Complex knowledge of the natural world is not kept to science. Human societies all over the globe have created rich sets of experiences and clarifications identifying with the situations they live in, the indigenous knowledge is not just about respecting or taking good care of nature, it is about prospecting indigenous technological knowledge in forests exploitation, fishing, and agricultural aspects etc. However, Western education has taken over from indigenous knowledge ways of doing things, placing formal education, and academic ways of learning. The western ways of doing things have been said to be the best, and more important than the African Indigenous Knowledge, because it is about science and technology. Lerner (1958) wrote that modern societies use science and technology in such ways that they are characterised by constant innovation and change. It is always argued that country’s using western education are developed and rich, as opposed to the country’s where indigenous knowledge systems still exists. Scientific knowledge has long held a main role and accomplished a predominant position in our developed social orders, however we cannot disregard the way that other legitimate knowledge system exist. The modern western knowledge is the dominating belief around the world now. This has happened because, the modern ways was promoted everywhere, every time by European colonialists to oppress Africans, and influence them to forget Indigenous Knowledge System.

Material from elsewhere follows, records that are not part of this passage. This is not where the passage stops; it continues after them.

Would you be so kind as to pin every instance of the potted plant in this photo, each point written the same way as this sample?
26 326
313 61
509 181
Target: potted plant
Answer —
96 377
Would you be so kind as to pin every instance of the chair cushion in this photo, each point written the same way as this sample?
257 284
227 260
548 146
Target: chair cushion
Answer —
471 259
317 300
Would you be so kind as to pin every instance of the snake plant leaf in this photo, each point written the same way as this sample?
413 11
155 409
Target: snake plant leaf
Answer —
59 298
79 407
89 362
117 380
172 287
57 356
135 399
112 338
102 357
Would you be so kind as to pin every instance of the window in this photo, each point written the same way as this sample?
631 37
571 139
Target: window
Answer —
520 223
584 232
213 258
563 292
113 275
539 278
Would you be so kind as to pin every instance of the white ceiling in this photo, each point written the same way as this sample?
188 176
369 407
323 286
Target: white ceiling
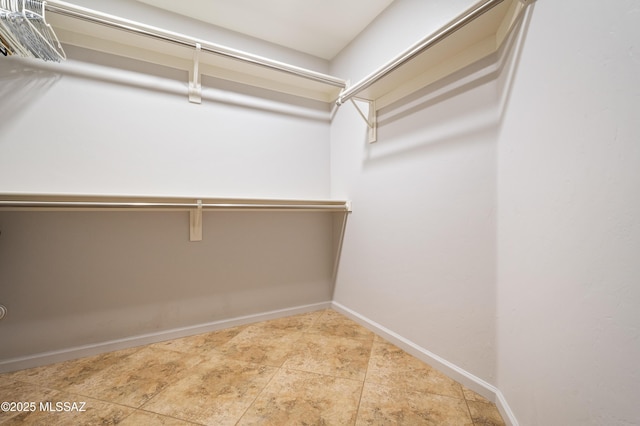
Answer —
320 28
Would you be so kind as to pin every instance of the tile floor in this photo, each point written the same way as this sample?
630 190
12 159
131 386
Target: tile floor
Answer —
318 368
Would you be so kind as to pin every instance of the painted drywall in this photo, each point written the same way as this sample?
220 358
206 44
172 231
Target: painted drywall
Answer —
569 218
100 124
419 252
70 279
105 125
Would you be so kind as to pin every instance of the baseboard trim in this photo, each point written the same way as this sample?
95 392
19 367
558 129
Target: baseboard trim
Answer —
455 372
36 360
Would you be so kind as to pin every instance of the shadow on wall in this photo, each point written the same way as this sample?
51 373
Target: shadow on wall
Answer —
140 75
20 85
458 108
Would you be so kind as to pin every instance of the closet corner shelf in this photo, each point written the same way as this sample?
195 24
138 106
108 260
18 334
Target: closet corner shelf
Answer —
82 27
475 34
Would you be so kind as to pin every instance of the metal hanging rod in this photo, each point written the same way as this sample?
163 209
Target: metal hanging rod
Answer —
77 12
54 202
469 16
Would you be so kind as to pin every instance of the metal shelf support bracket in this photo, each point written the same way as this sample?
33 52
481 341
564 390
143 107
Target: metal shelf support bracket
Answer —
371 118
195 86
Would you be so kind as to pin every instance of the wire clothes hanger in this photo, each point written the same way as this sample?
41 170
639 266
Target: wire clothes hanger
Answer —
25 32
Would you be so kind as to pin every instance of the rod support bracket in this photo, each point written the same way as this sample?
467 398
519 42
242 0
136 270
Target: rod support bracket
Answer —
195 86
195 223
371 119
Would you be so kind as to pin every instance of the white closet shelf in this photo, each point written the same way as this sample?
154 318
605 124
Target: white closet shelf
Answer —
79 26
475 34
91 202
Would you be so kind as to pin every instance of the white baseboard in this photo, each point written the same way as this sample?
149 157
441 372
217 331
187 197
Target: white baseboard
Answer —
472 382
45 358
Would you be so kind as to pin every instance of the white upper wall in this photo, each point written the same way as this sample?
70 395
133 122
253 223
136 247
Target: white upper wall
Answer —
419 252
100 124
569 218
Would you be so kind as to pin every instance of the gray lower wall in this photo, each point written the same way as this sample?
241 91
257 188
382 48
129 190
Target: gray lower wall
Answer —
79 278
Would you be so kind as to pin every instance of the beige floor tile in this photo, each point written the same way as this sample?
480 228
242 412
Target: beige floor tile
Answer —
301 398
137 378
15 391
73 410
262 345
200 344
384 405
484 414
391 366
139 418
331 355
65 374
335 324
218 392
301 322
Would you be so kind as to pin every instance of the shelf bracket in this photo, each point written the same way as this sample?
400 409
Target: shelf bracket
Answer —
195 87
371 119
195 223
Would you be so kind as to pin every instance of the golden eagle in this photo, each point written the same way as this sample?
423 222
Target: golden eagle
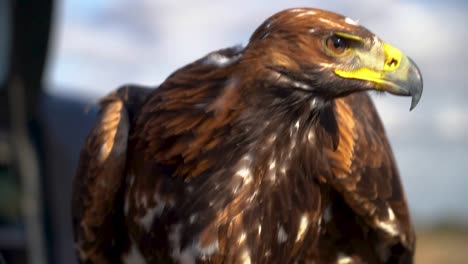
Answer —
268 153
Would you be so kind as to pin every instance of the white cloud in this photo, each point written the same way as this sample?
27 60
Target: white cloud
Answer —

The Modern scientific and technological ways, also have good and bad effects, just like Indigenous knowledge system. Therefore, I arguer, that Western education should be used together, with Indigenous Knowledge education for solutions of problems. According to, 7 reasons to integrate IKS into Science curriculum, August 11, 2012 , “the Science curriculum is an excellent place to integrate Indigenous knowledge system with teaching”. The best way to make the situation better is to integrate the Western science education with the Indigenous education, since them both intend to sustain future environment, for the next generation.